How to upload packages to an instance in a Processing step in Sagemaker?

1.7k Views Asked by At

I have to do large scale feature engineering on some data. My current approach is to spin up an instance using SKLearnProcessor and then scale the job by choosing a larger instance size or increasing the number of instances. I require using some packages that are not installed on Sagemaker instances by default and so I want to install the packages using .whl files.

Another hurdle is that the Sagemaker role does not have internet access.

import boto3
import sagemaker
from sagemaker import get_execution_role
from sagemaker.sklearn.processing import SKLearnProcessor

sess = sagemaker.Session()
sess.default_bucket()        

region = boto3.session.Session().region_name

role = get_execution_role()
sklearn_processor = SKLearnProcessor(framework_version='0.20.0',
                                     role=role,
                                     sagemaker_session = sess,
                                     instance_type="ml.t3.medium",
                                     instance_count=1)
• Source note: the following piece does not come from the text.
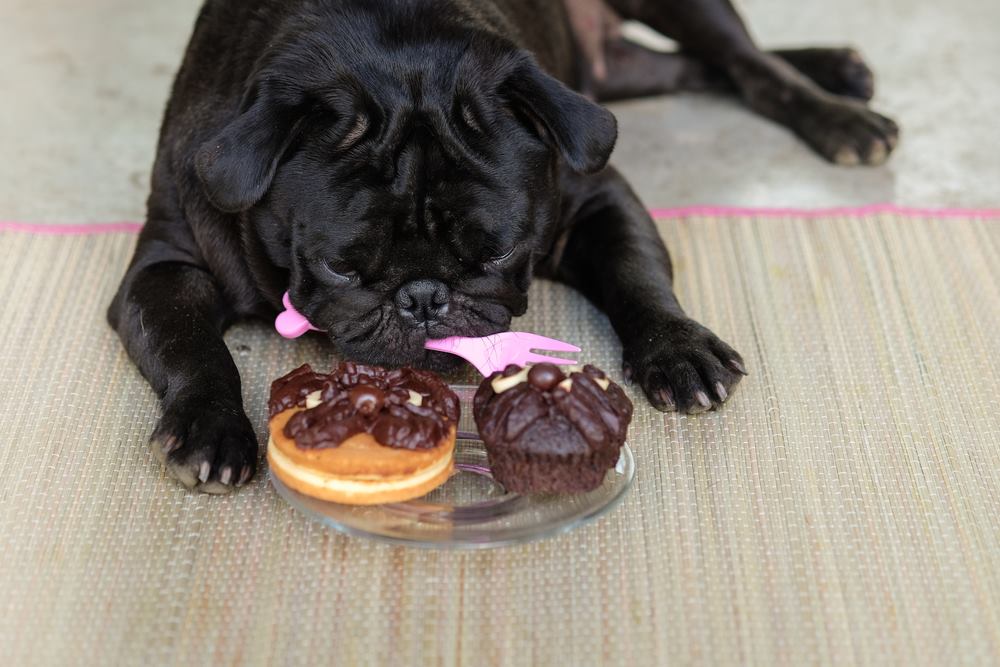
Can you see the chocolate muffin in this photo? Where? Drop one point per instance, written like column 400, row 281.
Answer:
column 547, row 431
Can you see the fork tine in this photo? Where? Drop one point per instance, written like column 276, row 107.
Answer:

sklearn_processor.run(code='script.py')

Attempted resolutions:

  1. Upload the packages to a CodeCommit repository and clone the repo into the SKLearnProcessor instances. Failed with error fatal: could not read Username for 'https://git-codecommit.eu-west-1.amazonaws.com': No such device or address. I tried cloning the repo into a sagemaker notebook instance and it works, so its not a problem with my script.
  2. Use a bash script to copy the packages from s3 using the CLI. The bash script I used is based off this post. But the packages never get copied, and an error message is not thrown.
  3. Also looked into using the package s3fs but it didn't seem suitable to copy the wheel files.

Alternatives

My client is hesitant to spin up containers from custom docker images. Any alternatives?

2

There are 2 best solutions below

1
On BEST ANSWER

2. Use a bash script to copy the packages from s3 using the CLI. The bash script I used is based off this post. But the packages never get copied, and an error message is not thrown.

This approach seems sound.

You may be better off overriding the command field on the SKLearnProcessor to /bin/bash, run a bash script like install_and_run_my_python_code.sh that installs the wheel containing your python dependencies, then runs your main python entry point script.

Additionally, instead of using AWS S3 calls to download your code in a script, you could use a ProcessingInput to download your code rather than doing this with AWS CLI calls in a bash script, which is what the SKLearnProcessor does to download your entry point script.py code across all the instances.

0
On

There are a couple other options. Here's all the options I could think of (some have been mentioned)

  1. Use sagemaker.processing.*Processor.run(code=<bash script>) bash script to pull from repo: Commit to Codecommit/Github/Bitbucket repo and use your run bash script to setup by cloning from that same repo
  2. Hijack ProcessingInput: point ProcessingInput to a local directory, or do pre-setup by uploading files to S3 and point ProcessingInput to that same S3.
  3. Make your library into a package and push to a local repo (Nexus, EC2, CodArtifact, support this) and install these like any python package with bash run file.
  4. Hijack sagemaker.sklearn.estimator and use source_dir to specify your entire source directory
  5. Compile a wheel from your package and push to container with ProcessingInput and install.

None of these are great. I didn't do 1, because I didn't want to push latest code each time to test, didn't want to build a package (3) or compile a wheel (5), and Using an estimator to run a processing job seems wrong. Went with 2 and in my case it's necessary to get individual files in the right place (ProcessingInput doesn't support individual files, and I had pyproject.toml in a higher directory) so my job script that runs the job does pre-setup by ordering and uploading files to S3, and I specify an S3 uri in ProcessingInput.